This is my router. It is my link to all things "internetty." We had a talk this morning, wherein I chastised it for its fickle nature and irresponsible attitude. Some days it lives up to its full potential. I can sit in any room of the house - even wander out to the porch or patio - and get excellent service. On other days, if I wander just several feet away from its home base, it provides absolutely no internet service whatsoever. I reminded it of the utter inconvenience of settling myself nicely on the comfy sofa in the living room (only two rooms away mind you) only to find I can't look at a single blog, send one comment or check on my FB friends.
It sat quietly in its spot while I showered it with criticism - the little green light staring back at me. When I had finished and was turning to leave, I heard it say (honestly), "I'm using all the power I have at my disposal. It just isn't enough to get the job done sometimes. What about you? You have infinite power that you very often don't take advantage of. What about that....huh?"
There it sat, green light staring right at my heart, and I knew I had been bested. If I want more power in a router, I will simply have to go out and buy a more powerful one. This little guy is doing the best it can.
Whereas, I have been given the gift of all the power I could ever possibly need. It was given to me the day I invited Jesus into my heart:
"And I will ask the Father, and He will give you another Helper, that He may be with you forever."
This Helper, this Holy Spirit, fills me with everything I need to live this one life I have been given.

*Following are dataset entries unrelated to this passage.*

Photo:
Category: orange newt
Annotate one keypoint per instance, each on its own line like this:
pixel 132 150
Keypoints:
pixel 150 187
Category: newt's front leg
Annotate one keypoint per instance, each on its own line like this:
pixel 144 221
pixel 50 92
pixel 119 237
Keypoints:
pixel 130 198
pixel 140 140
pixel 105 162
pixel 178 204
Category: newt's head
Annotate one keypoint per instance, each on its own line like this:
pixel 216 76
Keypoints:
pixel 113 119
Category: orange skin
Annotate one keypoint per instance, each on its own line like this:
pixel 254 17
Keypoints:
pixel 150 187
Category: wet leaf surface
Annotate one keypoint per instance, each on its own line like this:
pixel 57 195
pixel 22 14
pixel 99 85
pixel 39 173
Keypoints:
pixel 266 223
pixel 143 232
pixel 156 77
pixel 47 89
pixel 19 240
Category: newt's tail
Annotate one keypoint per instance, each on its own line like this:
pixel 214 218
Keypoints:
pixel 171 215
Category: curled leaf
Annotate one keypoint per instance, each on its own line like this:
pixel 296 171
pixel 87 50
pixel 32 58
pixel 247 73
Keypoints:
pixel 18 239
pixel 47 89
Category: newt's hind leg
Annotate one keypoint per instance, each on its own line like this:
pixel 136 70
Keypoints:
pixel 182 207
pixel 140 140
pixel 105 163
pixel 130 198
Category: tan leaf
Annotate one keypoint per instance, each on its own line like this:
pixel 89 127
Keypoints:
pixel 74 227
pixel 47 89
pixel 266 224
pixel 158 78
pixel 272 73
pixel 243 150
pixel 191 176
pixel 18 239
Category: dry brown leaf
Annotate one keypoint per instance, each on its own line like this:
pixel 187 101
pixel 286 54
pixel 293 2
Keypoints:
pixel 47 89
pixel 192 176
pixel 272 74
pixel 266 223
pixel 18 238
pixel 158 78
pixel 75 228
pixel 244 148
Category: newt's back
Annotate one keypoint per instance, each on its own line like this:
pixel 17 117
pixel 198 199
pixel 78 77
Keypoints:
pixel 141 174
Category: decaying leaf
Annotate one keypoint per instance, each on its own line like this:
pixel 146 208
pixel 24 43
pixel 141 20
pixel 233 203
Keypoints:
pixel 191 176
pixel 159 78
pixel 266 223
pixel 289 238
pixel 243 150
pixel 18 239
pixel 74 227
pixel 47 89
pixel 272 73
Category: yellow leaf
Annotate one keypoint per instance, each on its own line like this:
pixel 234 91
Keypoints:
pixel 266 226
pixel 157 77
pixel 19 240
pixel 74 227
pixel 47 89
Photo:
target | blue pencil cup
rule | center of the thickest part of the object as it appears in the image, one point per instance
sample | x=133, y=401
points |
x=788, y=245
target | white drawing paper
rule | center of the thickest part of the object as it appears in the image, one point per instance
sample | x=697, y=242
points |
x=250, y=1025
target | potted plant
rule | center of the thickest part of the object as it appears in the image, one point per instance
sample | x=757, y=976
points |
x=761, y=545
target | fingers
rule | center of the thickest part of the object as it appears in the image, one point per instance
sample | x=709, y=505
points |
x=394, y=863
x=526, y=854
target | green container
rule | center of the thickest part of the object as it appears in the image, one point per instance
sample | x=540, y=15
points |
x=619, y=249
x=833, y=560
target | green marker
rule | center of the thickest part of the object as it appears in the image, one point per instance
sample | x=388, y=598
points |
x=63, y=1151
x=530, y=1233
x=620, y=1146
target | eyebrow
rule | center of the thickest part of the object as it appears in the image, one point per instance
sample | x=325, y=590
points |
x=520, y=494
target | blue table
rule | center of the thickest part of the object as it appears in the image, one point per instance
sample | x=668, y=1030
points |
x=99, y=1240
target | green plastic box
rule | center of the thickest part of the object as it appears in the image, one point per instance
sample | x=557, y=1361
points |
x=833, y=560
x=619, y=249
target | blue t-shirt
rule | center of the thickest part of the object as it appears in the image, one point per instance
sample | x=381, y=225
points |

Far too often I try to go it alone, trying to manage things in my own strength. I heard someone say once that we have been given all we need of the Holy Spirit, but too often we don't give Him all of us. He yearns to fill us full to overflowing, and I settle for a thimble-full and wonder why there is no victory in my life.
In these days, my heart yearns for truth and the courage to stand strong in the face of things I never thought would come. I need my heart filled daily, hourly, moment by moment. All I need to do is yield.